The misdemeanours for which many of the boys were transported seem trivial by today’s standards, but sentences of the period reflect the attitude of the day when punishment was meted out to the full weight of the law. Punishment was at the core of the regime at Point Puer, and severity was the keynote. “The code of punishment at Point Puer makes grim reading with its emphasis on repressive discipline and the infliction of physical pain.” It should not, however, be assumed that only “young innocents” were incarcerated at Point Puer. Many of the boys had been “schooled” in the inner city slums of London and were accomplished villains.

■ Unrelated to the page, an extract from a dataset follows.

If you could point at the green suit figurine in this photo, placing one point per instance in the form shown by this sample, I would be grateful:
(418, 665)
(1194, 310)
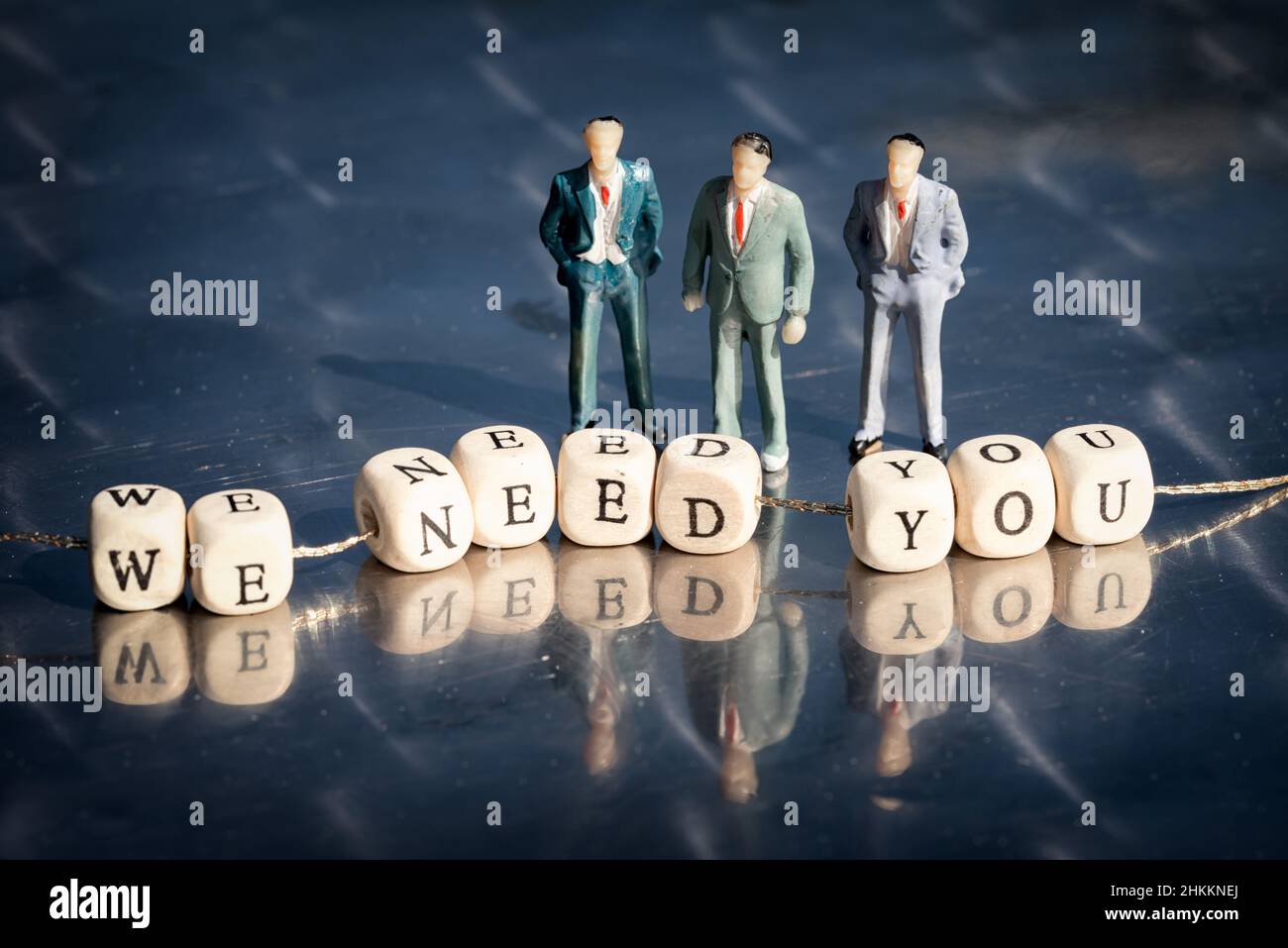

Older boys demanded the allegiance of younger boys through standover tactics that still exist today. Violence could be easily organised at Point Puer, especially when one recalls that many of the overseers were “ticket of leave” men, that is, convicts who had completed their sentences. The most serious crime in Point Puer’s history occurred on 1 July 1843 when an overseer was murdered by two of the boys at the prison. The end of the settlement at Point Puer was forged in the 1830s by a growing pride in the colony. A generation of native-born whites had occurred, and the Australian population saw that progress meant a move onwards from the days as a convict colony.

Even the convict labour provided by the Assignment Scheme was only welcome so long as it did not conflict with a growing freeman labour force. However the transportation system took a long time dying. In 1836, convicts and ex-convicts comprised 46.5 percent of the population of Van Dieman’s Land and this percentage grew to 52 percent by 1849.

But a depression in the early 1840s saw the formation of Anti-Transportation Leagues among the colonists and as early as 1835 Governor Arthur noted in his reports to the British Foreign Office that he had “long foreseen that abolition (of transportation) would become a popular question”. The British Government, however, still had the need to export its convicts and, well into the 1840s, there were attempts to continue to transport convicts under renamed and redevised schemes.

These “programs”, which were based on partially “reforming” the convicts at special prisons and then transporting them as “free emigrants”, resulted in a shipload of 51 boys arriving in Hobart Town in 1843 after 3 years at Parkhurst Prison in England. “From the beginning they were arrogant and untrustworthy as employees, and maintained that, as “free emigrants”, the authorities had no power over them. The worst were sent to Point Puer.”

In 1844, the “Pentonvillians”, as the colonists described the “free emigrant” adult convicts who had been “reformed” in Pentonville Prison, arrived to prove themselves similar in every way to the boys who had preceded them. Mounting public pressure from the colonists made it clear that cosmetic changes to the transportation system could no longer be tolerated and that abandonment of the scheme was essential to development and good order in the colony. The process of reining in the transportation system began.

Convict transportations dwindled over the years and convict settlements closed. On 1 March 1849, the last 162 boys at Point Puer were transferred to the work station at Cascades in Hobart Town and the Prison at Point Puer was closed. While some boys continued to offend as adults, others used their trades and pursued honest and successful lives.

Unfortunately, no buildings remain at the site, and only a few sketches were made before the establishment was demolished. There is however a comprehensive collection of architectural plans drawn by the Public Works Division, many by the convict artist Henry Laing in 1836-7. These are stored at the Port Arthur Resource Centre and the Tasmanian Archives Office.